Detailed command syntax, schema changes, and validation rules will be specified in an RFC-0002 amendment.

Constraints

  • No maximum tag count per artifact — signal quality is maintained by the controlled vocabulary, not by limiting labels
  • The initial seed list of allowed tags is a separate operational decision from the mechanism itself
  • Tags complement but do not replace potential future full-text search (see ADR-0039)

Consequences

Positive

  • Cross-cutting discovery becomes a first-class operation — “show me everything about caching” is a single command
  • Controlled vocabulary prevents tag sprawl — consistency is enforced, not hoped for
  • Tags are part of the TOML source — diffable, reviewable in PRs, greppable
  • Agents can enumerate available tags and use them programmatically
  • Extends existing add/remove/list verb model — minimal new CLI grammar

Negative

  • Friction to introduce a new tag — requires a config edit before first use (mitigation: this friction is intentional and the operation is a one-liner)
  • Retroactive tagging of existing artifacts requires effort (mitigation: incremental adoption — untagged artifacts simply don’t appear in filtered queries)
  • Schema change across all five taggable artifact types (mitigation: tags is optional with empty-array default — existing artifacts remain valid without modification)

Neutral

  • govctl tag becomes a new top-level command namespace for registry management
  • The tag vocabulary will need periodic curation as the project evolves — orphaned or overly broad tags should be pruned
  • Tags complement but do not replace full-text search; ADR-0039 remains a viable future option if content-level discovery is needed
  • An RFC-0002 amendment is a prerequisite before implementation — this ADR authorizes the design direction but not the schema change

Alternatives Considered

Controlled vocabulary: tags registered in gov/config.toml before use, enforced by govctl check. Lowercase kebab-case, flat list. (accepted)

  • Pros: Prevents tag sprawl — typos and near-duplicates are caught at check time, Registry is diffable and reviewable in PRs, Tag list is enumerable — agents and CLI completion can offer suggestions, Removing a tag from the registry is an explicit, auditable decision
  • Cons: Friction to add a new tag — requires a config edit before first use

Free-form tags: any string can be used as a tag on any artifact. No registry. Tags are created implicitly on first use. (rejected)
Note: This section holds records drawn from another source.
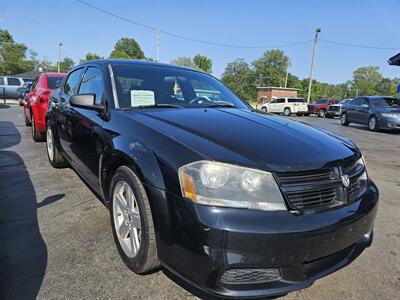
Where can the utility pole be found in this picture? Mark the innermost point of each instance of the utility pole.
(287, 72)
(59, 57)
(317, 31)
(158, 44)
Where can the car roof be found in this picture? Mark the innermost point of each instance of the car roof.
(114, 61)
(376, 97)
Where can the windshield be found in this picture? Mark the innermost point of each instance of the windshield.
(321, 101)
(385, 102)
(54, 82)
(162, 86)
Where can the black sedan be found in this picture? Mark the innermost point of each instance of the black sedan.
(235, 202)
(377, 112)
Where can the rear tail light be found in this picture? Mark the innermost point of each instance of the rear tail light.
(43, 97)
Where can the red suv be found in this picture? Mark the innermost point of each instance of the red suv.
(36, 102)
(320, 107)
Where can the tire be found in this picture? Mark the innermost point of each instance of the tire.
(137, 244)
(36, 135)
(55, 158)
(343, 120)
(373, 123)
  • Pros: Zero friction — tag immediately without config changes
  • Cons: Tag sprawl is inevitable — cache vs caching vs Cache are all different tags, No way to enforce consistency across contributors, Removing a stale tag requires finding and editing every artifact that uses it
  • Rejected because: In a governed workflow, uncontrolled metadata defeats the purpose of structured artifacts. Tag sprawl would quickly make filtering unreliable.

No tags — improve search and filtering instead: rely on title grep, rendered markdown search tools (rg, qmd), or future FTS (ADR-0039) to find artifacts by content rather than adding structured metadata. (rejected)
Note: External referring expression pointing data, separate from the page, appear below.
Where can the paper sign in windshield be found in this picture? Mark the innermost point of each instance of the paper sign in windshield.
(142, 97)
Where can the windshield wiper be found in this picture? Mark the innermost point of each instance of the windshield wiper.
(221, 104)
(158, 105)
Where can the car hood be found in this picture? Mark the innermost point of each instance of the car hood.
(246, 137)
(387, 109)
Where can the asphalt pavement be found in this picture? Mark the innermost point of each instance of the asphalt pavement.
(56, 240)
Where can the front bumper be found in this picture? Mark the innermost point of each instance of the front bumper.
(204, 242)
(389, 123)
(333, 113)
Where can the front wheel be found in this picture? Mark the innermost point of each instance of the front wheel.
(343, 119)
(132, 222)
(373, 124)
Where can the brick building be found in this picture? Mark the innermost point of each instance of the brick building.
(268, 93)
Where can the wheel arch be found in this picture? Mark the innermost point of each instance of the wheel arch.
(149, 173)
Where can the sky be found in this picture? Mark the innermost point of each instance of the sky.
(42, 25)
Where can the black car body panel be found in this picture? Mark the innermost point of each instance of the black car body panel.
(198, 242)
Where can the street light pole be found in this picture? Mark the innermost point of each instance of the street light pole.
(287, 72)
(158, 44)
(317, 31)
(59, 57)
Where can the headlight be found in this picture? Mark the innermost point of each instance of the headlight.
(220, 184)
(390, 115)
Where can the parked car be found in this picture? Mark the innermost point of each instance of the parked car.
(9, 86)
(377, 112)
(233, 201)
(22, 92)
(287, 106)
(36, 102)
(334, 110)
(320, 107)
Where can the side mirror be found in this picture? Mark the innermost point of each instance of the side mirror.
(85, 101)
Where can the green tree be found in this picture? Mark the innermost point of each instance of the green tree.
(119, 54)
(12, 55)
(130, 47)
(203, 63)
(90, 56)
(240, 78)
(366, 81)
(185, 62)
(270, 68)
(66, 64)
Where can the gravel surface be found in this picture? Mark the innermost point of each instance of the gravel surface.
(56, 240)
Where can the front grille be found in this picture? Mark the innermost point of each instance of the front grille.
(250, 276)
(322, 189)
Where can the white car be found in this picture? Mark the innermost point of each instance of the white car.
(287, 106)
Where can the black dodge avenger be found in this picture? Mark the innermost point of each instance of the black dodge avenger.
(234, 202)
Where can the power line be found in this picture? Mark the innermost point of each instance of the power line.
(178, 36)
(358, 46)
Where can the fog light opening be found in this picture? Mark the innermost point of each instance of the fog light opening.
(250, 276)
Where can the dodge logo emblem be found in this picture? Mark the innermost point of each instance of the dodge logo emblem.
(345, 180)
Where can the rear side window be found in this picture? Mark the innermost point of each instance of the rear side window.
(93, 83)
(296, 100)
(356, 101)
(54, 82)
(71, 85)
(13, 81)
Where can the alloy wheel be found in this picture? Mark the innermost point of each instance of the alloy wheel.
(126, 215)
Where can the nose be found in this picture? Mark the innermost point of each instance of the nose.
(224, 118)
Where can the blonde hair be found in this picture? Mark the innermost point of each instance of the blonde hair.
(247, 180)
  • Pros: Zero schema changes — no new fields, no config section, no validation rules, No tagging discipline burden on authors
  • Cons: Finding all artifacts related to a topic requires remembering the right search terms, No enumerable taxonomy — agents cannot discover what categories exist, Cross-cutting queries remain ad hoc and fragile
  • Rejected because: Search finds text matches, not intentional categorization. Tags express author intent about which domain an artifact belongs to — a dimension that free-text search cannot reliably recover.